Там оказалась тетка, которая сказала в микрофон: "Сен-Санс. "Умирающий лебедь". Исполняет…"
— Нет, ты видел? — сказал Брикетов. — За что животных мучают, а?
— Там птицы и здесь птицы! — закипел Супонин. — Везде птицы! А я тебе не птица, понял? Я по восемь часов вкалываю!
— Ну! — закричал Брикетов. — А я по сколько?! Оба с чувством пожали друг другу руки.
— Давай!
— Поехали!
— Ффффуууххх, — сказал Брикетов. — Тьффу!
— Нич-чо, — сказал Супонин. — Запей, или я тебя уважать не буду!
— Гляди, — сказал Брикетов. — Чего это там?
— Лебедь умер, — сказал Супонин.
— Замучали птицу, — со слезами сказал Брикетов. — Живодеры!

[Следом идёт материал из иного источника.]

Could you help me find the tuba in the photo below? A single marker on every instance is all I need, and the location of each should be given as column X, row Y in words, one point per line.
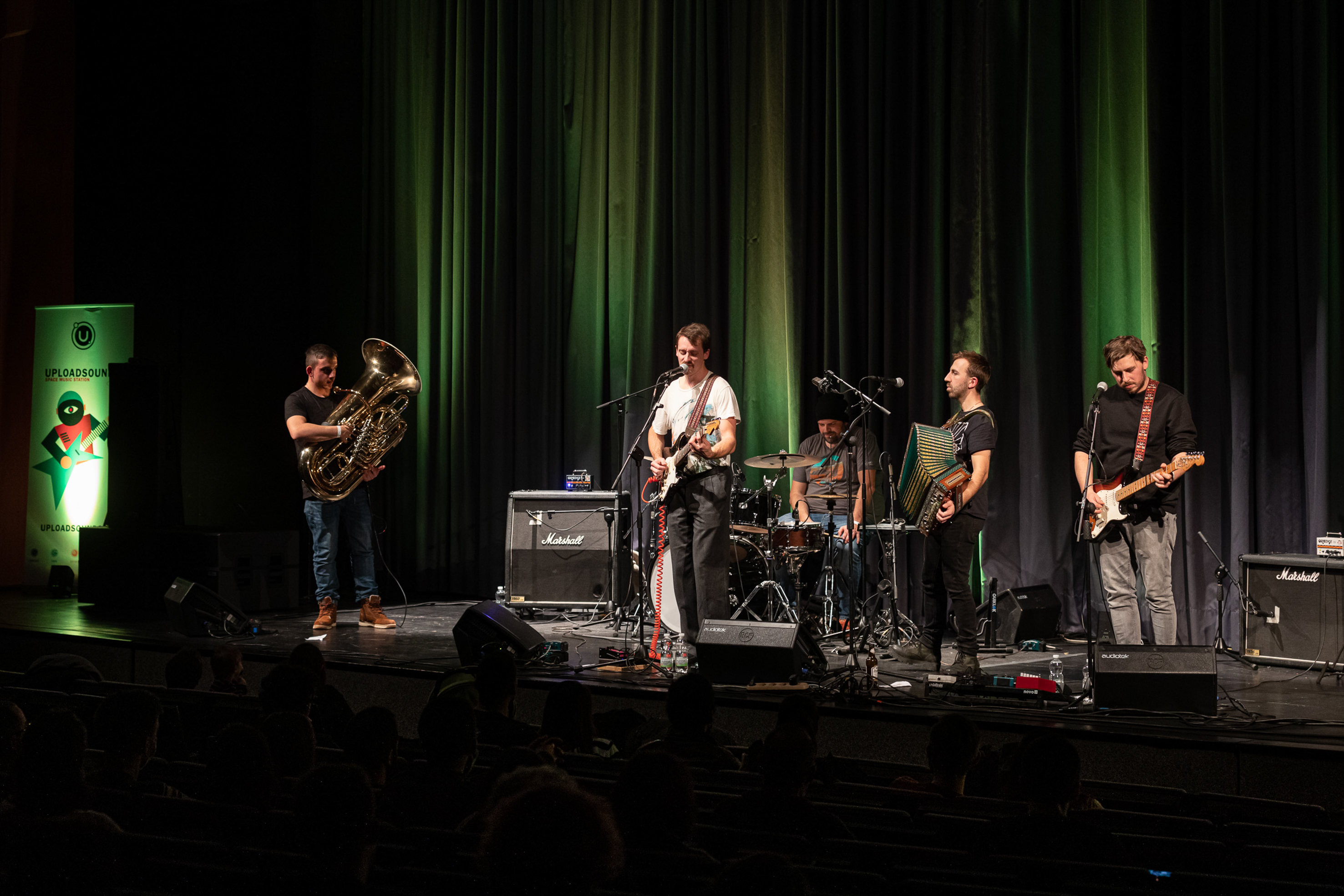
column 373, row 409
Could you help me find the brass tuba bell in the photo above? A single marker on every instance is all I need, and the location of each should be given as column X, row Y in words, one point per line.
column 373, row 409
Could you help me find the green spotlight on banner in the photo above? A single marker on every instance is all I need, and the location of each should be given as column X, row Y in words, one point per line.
column 71, row 424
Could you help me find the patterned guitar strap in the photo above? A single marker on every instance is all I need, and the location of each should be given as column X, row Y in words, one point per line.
column 1146, row 420
column 698, row 411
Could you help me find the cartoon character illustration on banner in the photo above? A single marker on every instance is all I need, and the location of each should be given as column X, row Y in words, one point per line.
column 71, row 442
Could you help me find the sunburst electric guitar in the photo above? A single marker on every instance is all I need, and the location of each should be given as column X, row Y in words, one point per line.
column 676, row 462
column 1113, row 495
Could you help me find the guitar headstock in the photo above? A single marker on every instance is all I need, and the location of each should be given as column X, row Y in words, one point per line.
column 1192, row 459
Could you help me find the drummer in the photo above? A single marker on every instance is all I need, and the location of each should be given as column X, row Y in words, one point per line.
column 828, row 476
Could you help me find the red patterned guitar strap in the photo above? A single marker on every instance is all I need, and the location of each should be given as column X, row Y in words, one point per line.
column 1146, row 420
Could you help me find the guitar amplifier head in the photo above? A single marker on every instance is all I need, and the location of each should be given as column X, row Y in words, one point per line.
column 1304, row 598
column 558, row 546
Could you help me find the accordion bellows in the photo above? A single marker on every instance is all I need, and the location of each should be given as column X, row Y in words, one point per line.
column 929, row 475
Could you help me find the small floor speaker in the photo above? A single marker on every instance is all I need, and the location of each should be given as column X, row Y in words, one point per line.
column 1024, row 614
column 745, row 651
column 488, row 623
column 1163, row 679
column 194, row 609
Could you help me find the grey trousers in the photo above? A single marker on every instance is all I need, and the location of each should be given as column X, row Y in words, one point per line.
column 1154, row 545
column 698, row 539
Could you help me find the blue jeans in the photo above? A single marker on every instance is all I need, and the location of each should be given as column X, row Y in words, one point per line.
column 846, row 559
column 325, row 520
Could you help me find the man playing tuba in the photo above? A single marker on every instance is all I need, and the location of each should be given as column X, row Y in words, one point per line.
column 314, row 401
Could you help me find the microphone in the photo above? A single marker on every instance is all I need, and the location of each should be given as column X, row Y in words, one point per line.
column 826, row 385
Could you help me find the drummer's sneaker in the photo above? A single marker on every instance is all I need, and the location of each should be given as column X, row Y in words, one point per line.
column 964, row 667
column 917, row 655
column 371, row 614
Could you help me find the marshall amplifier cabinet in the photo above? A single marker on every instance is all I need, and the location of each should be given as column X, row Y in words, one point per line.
column 558, row 548
column 1301, row 598
column 1163, row 679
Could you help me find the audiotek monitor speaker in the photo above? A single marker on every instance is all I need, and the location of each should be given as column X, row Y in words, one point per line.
column 1163, row 679
column 194, row 610
column 488, row 623
column 558, row 548
column 1024, row 614
column 1304, row 600
column 745, row 651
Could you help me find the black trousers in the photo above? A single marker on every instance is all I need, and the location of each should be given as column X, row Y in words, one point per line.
column 698, row 539
column 947, row 577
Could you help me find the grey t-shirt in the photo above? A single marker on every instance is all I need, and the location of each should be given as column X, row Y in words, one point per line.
column 828, row 475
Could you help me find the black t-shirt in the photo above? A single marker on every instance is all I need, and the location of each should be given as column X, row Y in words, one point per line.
column 975, row 430
column 315, row 409
column 1170, row 433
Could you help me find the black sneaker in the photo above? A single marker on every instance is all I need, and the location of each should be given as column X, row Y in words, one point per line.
column 964, row 667
column 917, row 655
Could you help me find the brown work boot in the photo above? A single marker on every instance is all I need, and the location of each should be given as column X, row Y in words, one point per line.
column 371, row 614
column 326, row 614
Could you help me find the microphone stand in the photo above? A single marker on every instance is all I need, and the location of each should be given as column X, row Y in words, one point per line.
column 1089, row 623
column 642, row 656
column 852, row 483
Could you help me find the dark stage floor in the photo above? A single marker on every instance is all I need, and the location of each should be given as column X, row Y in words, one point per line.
column 1293, row 709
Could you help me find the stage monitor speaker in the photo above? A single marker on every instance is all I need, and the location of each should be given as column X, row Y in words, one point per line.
column 194, row 609
column 558, row 554
column 488, row 623
column 1163, row 679
column 1308, row 594
column 746, row 651
column 1024, row 614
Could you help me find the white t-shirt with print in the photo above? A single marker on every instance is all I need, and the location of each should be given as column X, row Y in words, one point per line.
column 678, row 404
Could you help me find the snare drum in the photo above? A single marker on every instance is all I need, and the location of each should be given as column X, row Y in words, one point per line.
column 752, row 511
column 799, row 538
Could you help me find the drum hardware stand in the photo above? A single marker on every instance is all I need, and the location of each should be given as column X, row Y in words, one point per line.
column 776, row 600
column 1221, row 578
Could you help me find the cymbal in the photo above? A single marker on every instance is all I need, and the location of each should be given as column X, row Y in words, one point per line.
column 780, row 461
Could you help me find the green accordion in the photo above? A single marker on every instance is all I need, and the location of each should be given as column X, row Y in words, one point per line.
column 930, row 475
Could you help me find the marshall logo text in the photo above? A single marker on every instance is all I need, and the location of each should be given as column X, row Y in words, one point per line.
column 562, row 539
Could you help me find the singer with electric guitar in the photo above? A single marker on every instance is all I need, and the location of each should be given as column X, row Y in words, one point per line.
column 700, row 413
column 1144, row 435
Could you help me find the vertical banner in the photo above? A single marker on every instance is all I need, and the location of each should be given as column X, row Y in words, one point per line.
column 71, row 424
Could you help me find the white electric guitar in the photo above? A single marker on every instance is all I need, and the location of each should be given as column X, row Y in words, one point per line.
column 676, row 462
column 1113, row 493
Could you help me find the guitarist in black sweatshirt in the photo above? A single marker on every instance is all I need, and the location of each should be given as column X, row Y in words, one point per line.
column 698, row 514
column 1148, row 535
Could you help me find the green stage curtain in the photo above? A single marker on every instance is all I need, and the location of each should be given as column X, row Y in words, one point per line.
column 554, row 188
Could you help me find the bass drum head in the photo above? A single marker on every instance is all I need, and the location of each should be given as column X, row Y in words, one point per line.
column 671, row 610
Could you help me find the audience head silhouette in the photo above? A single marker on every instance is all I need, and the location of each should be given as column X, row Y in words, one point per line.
column 1049, row 774
column 588, row 855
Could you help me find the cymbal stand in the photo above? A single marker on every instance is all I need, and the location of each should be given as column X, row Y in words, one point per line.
column 776, row 600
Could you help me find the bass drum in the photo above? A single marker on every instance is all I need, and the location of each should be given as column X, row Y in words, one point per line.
column 671, row 610
column 746, row 572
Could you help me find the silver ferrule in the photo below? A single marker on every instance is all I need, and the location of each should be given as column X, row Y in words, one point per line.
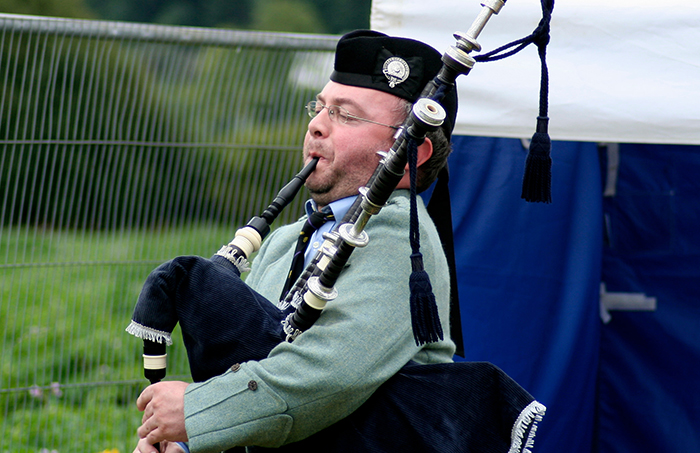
column 467, row 41
column 429, row 112
column 318, row 290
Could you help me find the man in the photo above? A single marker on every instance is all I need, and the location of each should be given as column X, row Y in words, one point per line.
column 364, row 336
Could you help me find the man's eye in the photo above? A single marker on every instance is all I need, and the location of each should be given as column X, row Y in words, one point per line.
column 343, row 115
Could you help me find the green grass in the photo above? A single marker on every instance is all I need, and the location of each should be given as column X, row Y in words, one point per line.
column 65, row 300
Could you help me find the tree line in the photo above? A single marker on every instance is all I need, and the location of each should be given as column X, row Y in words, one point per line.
column 298, row 16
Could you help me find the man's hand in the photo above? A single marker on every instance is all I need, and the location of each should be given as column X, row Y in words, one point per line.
column 163, row 406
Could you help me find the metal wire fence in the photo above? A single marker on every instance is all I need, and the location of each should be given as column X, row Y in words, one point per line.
column 121, row 146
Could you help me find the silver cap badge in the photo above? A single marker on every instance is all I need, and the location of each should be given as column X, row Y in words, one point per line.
column 396, row 70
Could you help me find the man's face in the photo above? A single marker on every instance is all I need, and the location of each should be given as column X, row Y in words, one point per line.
column 348, row 152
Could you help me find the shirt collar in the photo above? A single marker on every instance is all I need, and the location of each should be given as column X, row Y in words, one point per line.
column 338, row 207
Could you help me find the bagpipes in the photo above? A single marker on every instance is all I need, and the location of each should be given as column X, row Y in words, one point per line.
column 462, row 407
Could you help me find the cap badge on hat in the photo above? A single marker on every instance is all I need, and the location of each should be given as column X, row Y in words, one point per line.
column 396, row 70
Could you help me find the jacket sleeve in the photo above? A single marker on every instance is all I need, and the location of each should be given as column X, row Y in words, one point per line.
column 361, row 339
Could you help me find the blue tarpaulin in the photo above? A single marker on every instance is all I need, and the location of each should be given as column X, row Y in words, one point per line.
column 530, row 282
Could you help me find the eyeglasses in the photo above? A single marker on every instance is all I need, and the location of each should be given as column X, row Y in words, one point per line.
column 338, row 113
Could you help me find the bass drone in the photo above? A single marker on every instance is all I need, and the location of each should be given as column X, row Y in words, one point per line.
column 460, row 407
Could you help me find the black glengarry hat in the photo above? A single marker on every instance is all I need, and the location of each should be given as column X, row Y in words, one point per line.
column 398, row 66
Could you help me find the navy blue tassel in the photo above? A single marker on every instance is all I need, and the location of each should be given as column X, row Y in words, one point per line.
column 537, row 181
column 424, row 313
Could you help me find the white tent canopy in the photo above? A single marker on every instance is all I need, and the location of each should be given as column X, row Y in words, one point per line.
column 625, row 71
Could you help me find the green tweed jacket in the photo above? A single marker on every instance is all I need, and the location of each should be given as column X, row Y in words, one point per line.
column 361, row 339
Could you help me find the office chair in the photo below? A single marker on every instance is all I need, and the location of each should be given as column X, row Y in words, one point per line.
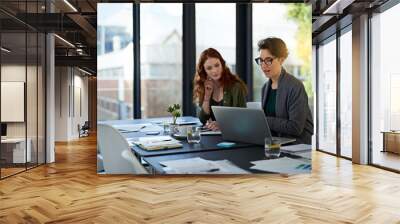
column 115, row 150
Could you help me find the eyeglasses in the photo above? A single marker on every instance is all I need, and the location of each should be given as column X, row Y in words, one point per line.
column 266, row 61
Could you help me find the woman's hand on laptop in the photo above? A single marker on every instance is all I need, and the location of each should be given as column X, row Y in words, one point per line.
column 213, row 125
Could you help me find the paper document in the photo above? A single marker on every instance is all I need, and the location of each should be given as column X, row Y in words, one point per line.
column 306, row 155
column 150, row 128
column 198, row 165
column 157, row 142
column 130, row 127
column 296, row 148
column 282, row 165
column 211, row 133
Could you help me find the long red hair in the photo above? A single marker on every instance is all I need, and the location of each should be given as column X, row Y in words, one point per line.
column 227, row 77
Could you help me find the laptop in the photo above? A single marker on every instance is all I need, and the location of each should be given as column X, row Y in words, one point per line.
column 245, row 125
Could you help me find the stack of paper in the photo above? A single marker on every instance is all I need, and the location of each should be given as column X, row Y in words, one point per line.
column 296, row 148
column 198, row 165
column 130, row 127
column 157, row 143
column 282, row 165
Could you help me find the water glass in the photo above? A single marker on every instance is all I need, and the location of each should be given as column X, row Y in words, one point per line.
column 166, row 127
column 193, row 135
column 272, row 148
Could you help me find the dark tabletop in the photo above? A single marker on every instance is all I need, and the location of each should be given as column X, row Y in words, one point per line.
column 240, row 157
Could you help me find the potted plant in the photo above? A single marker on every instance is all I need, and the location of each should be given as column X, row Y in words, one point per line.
column 175, row 111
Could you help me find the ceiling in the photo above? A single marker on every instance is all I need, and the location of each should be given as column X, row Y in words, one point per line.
column 74, row 22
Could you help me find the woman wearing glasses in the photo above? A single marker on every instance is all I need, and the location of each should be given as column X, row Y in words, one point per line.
column 215, row 85
column 284, row 99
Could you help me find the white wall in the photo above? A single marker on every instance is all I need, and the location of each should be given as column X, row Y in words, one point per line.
column 70, row 83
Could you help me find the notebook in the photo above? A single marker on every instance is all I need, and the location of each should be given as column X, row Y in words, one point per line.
column 157, row 143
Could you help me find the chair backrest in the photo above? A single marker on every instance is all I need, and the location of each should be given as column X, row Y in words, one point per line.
column 115, row 150
column 254, row 105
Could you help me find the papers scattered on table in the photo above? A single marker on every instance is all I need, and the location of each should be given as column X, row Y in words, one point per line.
column 130, row 127
column 306, row 155
column 198, row 165
column 282, row 165
column 157, row 143
column 296, row 148
column 211, row 133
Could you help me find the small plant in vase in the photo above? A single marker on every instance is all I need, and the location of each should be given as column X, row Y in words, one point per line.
column 175, row 111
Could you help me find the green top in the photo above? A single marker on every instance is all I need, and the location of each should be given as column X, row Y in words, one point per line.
column 271, row 102
column 234, row 96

— Все, — сказал Супонин. — Кончилось.
— Поч-чему кончилось? — обиделся Брикетов. — Нич-чего не кончилось! Я им этого не прощу, понял? Я за птицу, знаешь!..
— Нет, — сказал Супонин. — У нас тут уже кончилось. Надо, это, сбегать…
— Сбегать? — сказал Брикетов. — Раз надо — значит, надо! Никто не отказывается, понял?
— Вот сейчас выключим, — сказал Супонин, — и пойдем!
— Правильно, — сказал Брикетов. — Выключи, пока я ему не врезал. Ты меня знаешь!
— Гляди, — сказал Супонин. — Диктор! Во морду отъел, а?
— Погоди, — сказал Брикетов. — Это трюмо… Телевизор вон… Дай я сам!
Они выключили телевизор, обменялись рукопожатием и в обнимку пошли вниз по лестнице.
Экология
— Нет, ты скажи, — в сердцах сказал Брикетов, — ты мне скажи, откуда этого мусора столько берется?
— Ясно, откуда, — откликнулся Супонин. — Загрязнение среды называется. Все загрязняют, кому не лень. В Японии — жуткое дело! В реках уже воды не осталось, одна ртуть течет.
— Япония — ерунда, — сказал Брикетов. — Ты про Бискайский залив слыхал?
— Слыхал, — сказал Супонин. — Он между Грецией и Турцией.
— Ты что! — сказал Брикетов. — Между Турцией и Грецией — пролив Ла-Манш. А Бискайский залив — он ближе к Норвегии. Ну так вот, в заливе этом вообще уже все сдохло. И рыбы все сдохли, и водоросли. Все из-за нефти.
— Конечно, — сказал Супонин. — Эти пароходы как тонут, так всю нефть и выливают. Чтоб пожара не было. А так они спокойно утонут, и все.
— Им-то наплевать, — подтвердил Брикетов. — Они утонули, и все. А тебе потом в заливе в этом не искупаться. Так что, Коля, я тебе говорю: хреново с океанами у нас.
— Да, — сказал Супонин. — С океанами я тебя не поздравляю. И с сушей не поздравляю. А атмосфера? Ты чувствуешь, чем мы дышим?
— Нет, — сказал Брикетов. — У меня нос заложен.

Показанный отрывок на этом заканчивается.